Recently, a man was arrested by deputies working out of the Santa Clarita Sheriff Station on multiple charges, including identity theft with a prior, forgery, fraud, and others. The arrest came after a lengthy investigation into who the suspect was and where they were located.
According to reports, deputies had been looking for the suspect for some time because he’d had multiple active warrants for his arrest. Eventually, the investigation led the deputies to Woodland Hills where they found and arrested the suspect. After a search was conducted of his home, deputies found altered mailbox keys and numerous (stolen) checks not addressed to the suspect.
The suspect has numerous priors and is currently being held at the Santa Clarita Sheriff’s Station.
Forgery is covered under California Penal Code 470 PC and is described as falsifying a signature or altering certain types of documents with fraudulent intent. A few examples of forgery include:
- Signing another person’s name (whether they exist or not)
- Counterfeiting the seal or handwriting of someone else
- Altering, corrupting, or falsifying any legal will, document, or codicil
- Falsely make, alter, or forge checks, bonds, or money orders
Forgery is usually a “wobbler” which can be charged as either a misdemeanor or a felony depending on the circumstances of the case and the defendant’s prior criminal history. When charged as a misdemeanor, the potential penalties include up to one year in county jail and/or summary probation. Felony penalties include up to three years in jail. In both cases, a judge can impose probation (summary or felony) instead of jail time.
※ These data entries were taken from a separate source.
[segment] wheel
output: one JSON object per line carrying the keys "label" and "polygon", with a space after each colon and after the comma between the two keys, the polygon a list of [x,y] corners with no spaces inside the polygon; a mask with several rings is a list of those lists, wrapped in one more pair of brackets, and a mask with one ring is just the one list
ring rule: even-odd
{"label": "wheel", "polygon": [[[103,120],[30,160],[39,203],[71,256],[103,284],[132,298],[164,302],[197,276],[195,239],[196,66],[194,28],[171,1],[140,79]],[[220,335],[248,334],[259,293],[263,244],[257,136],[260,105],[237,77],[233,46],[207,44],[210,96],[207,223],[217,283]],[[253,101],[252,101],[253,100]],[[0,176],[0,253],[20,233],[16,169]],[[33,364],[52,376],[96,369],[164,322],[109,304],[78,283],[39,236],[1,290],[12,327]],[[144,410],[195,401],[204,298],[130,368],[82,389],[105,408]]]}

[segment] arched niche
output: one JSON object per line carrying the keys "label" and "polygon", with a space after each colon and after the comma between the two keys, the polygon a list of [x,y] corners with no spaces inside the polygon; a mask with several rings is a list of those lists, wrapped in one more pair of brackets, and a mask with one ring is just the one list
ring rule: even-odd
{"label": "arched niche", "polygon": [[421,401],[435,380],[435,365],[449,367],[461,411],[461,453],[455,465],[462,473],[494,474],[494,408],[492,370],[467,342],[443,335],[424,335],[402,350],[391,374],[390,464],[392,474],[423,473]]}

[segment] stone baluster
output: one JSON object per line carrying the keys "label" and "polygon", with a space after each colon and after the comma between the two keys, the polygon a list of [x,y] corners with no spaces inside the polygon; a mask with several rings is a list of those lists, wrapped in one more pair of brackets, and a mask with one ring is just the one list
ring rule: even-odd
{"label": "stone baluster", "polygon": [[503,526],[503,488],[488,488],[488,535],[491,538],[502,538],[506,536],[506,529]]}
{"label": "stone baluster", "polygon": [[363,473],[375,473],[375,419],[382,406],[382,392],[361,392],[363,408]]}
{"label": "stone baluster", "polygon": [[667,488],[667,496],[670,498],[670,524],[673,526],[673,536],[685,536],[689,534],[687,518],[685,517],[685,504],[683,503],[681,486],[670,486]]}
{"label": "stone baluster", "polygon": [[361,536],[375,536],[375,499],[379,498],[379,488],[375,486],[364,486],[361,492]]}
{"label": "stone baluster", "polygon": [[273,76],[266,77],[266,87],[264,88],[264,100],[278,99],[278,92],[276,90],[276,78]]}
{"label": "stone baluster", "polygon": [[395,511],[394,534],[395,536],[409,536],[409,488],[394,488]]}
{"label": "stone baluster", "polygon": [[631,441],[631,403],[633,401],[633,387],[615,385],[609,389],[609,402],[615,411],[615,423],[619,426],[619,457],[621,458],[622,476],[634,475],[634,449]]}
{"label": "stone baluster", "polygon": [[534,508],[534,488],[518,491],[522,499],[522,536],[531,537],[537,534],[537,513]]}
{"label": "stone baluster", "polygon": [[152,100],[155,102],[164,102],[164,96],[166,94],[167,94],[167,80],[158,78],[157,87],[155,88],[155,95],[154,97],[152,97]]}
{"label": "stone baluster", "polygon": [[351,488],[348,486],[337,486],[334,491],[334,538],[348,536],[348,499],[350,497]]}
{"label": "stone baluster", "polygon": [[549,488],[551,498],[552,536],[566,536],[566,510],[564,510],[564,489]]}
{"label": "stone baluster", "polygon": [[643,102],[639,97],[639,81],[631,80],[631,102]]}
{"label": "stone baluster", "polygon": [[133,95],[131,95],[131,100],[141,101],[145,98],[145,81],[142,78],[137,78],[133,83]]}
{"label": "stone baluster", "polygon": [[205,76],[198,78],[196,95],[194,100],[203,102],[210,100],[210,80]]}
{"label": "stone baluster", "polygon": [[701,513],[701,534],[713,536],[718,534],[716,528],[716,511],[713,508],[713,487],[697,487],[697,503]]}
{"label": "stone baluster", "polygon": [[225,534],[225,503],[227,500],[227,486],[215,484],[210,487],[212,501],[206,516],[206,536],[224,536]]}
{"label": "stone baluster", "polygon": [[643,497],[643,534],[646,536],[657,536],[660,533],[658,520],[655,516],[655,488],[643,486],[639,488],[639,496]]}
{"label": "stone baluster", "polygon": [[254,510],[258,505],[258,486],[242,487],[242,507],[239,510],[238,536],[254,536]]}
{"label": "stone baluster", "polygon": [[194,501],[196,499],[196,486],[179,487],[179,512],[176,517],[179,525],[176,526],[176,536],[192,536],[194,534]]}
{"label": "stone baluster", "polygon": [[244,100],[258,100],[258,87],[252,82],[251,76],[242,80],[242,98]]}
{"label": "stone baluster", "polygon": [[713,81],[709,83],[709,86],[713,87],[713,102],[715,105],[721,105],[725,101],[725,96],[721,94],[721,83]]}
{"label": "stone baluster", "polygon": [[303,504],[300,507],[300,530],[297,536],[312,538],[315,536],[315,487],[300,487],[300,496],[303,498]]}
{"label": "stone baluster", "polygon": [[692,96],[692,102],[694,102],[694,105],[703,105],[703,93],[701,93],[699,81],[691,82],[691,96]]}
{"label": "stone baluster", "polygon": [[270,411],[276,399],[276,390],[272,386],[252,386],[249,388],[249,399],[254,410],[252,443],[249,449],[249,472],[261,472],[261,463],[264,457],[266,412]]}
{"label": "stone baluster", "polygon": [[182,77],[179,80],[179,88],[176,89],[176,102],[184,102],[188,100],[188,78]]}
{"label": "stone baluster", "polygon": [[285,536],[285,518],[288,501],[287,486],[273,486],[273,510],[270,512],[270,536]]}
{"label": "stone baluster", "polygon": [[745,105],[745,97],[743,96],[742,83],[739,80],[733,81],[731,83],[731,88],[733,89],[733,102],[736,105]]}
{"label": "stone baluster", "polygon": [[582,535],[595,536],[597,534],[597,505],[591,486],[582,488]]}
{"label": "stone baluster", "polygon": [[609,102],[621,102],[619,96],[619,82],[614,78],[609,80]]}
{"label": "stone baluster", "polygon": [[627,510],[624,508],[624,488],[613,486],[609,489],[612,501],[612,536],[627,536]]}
Identity theft is covered under California Penal Code 530.5 PC and is described as using someone else’s personal identifying information for fraudulent or another criminal purpose. Identity theft is also a “wobbler” that can be charged as either a misdemeanor or a felony. Misdemeanor penalties include up to one year in county jail, while felony penalties include up to three years in county jail. Like fraud, a judge can choose to sentence a defendant to probation instead of jail time.